🤖 AI Summary
Existing diffusion models trained on unfiltered large-scale datasets often generate outputs misaligned with human preferences, primarily because conventional fine-tuning methods neglect modeling of unconditional and negative-conditioned outputs, thereby undermining the effectiveness of Classifier-Free Guidance (CFG).
Method: We propose Diffusion-Negative Preference Optimization (Diffusion-NPO), the first systematic framework to explicitly model negative preferences. It enables lightweight fine-tuning—without requiring new data or changes to training paradigms—to jointly optimize both unconditional and negative-conditioned output distributions.

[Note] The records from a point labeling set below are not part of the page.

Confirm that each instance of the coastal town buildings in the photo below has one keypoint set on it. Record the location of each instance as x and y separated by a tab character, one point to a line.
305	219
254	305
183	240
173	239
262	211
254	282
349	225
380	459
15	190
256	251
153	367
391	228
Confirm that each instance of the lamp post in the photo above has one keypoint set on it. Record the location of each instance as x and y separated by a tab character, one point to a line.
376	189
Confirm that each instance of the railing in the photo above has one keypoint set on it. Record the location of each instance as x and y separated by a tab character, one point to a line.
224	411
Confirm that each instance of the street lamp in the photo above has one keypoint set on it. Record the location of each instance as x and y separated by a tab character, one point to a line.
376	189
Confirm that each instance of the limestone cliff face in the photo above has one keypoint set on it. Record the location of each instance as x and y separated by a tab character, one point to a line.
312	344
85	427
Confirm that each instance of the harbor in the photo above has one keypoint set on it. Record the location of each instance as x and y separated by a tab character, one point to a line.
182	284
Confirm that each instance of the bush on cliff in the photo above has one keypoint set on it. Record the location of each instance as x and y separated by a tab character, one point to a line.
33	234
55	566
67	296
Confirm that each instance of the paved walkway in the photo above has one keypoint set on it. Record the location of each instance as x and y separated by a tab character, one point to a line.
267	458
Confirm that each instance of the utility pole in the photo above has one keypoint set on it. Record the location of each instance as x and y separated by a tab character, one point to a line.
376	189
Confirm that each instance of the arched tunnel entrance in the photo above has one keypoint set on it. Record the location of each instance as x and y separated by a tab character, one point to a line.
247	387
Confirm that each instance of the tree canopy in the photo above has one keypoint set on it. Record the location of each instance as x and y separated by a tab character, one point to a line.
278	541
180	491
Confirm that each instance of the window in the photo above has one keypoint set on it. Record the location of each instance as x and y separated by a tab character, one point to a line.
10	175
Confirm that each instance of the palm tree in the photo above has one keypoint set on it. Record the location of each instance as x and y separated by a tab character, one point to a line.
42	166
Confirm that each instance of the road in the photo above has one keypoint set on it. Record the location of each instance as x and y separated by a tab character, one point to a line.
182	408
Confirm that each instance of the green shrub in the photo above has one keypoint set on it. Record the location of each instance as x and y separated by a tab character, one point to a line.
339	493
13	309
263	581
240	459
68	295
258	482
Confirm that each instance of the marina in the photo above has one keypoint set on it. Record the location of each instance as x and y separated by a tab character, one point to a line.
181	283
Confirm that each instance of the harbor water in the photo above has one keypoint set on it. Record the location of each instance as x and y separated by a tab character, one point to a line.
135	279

Contribution/Results: Diffusion-NPO is compatible with SD1.5, SDXL, and video diffusion models. It consistently improves human preference scores across multiple benchmarks (+4.2%–9.7%), significantly enhances CFG guidance strength and robustness, and delivers uniform gains on images, videos, and already-optimized models. This work establishes an efficient, general-purpose fine-tuning paradigm for preference alignment in diffusion models.
📝 Abstract
Diffusion models have made substantial advances in image generation, yet models trained on large, unfiltered datasets often yield outputs misaligned with human preferences. Numerous methods have been proposed to fine-tune pre-trained diffusion models, achieving notable improvements in aligning generated outputs with human preferences. However, we argue that existing preference alignment methods neglect the critical role of handling unconditional/negative-conditional outputs, leading to a diminished capacity to avoid generating undesirable outcomes. This oversight limits the efficacy of classifier-free guidance~(CFG), which relies on the contrast between conditional generation and unconditional/negative-conditional generation to optimize output quality. In response, we propose a straightforward but versatile effective approach that involves training a model specifically attuned to negative preferences. This method does not require new training strategies or datasets but rather involves minor modifications to existing techniques. Our approach integrates seamlessly with models such as SD1.5, SDXL, video diffusion models and models that have undergone preference optimization, consistently enhancing their alignment with human preferences.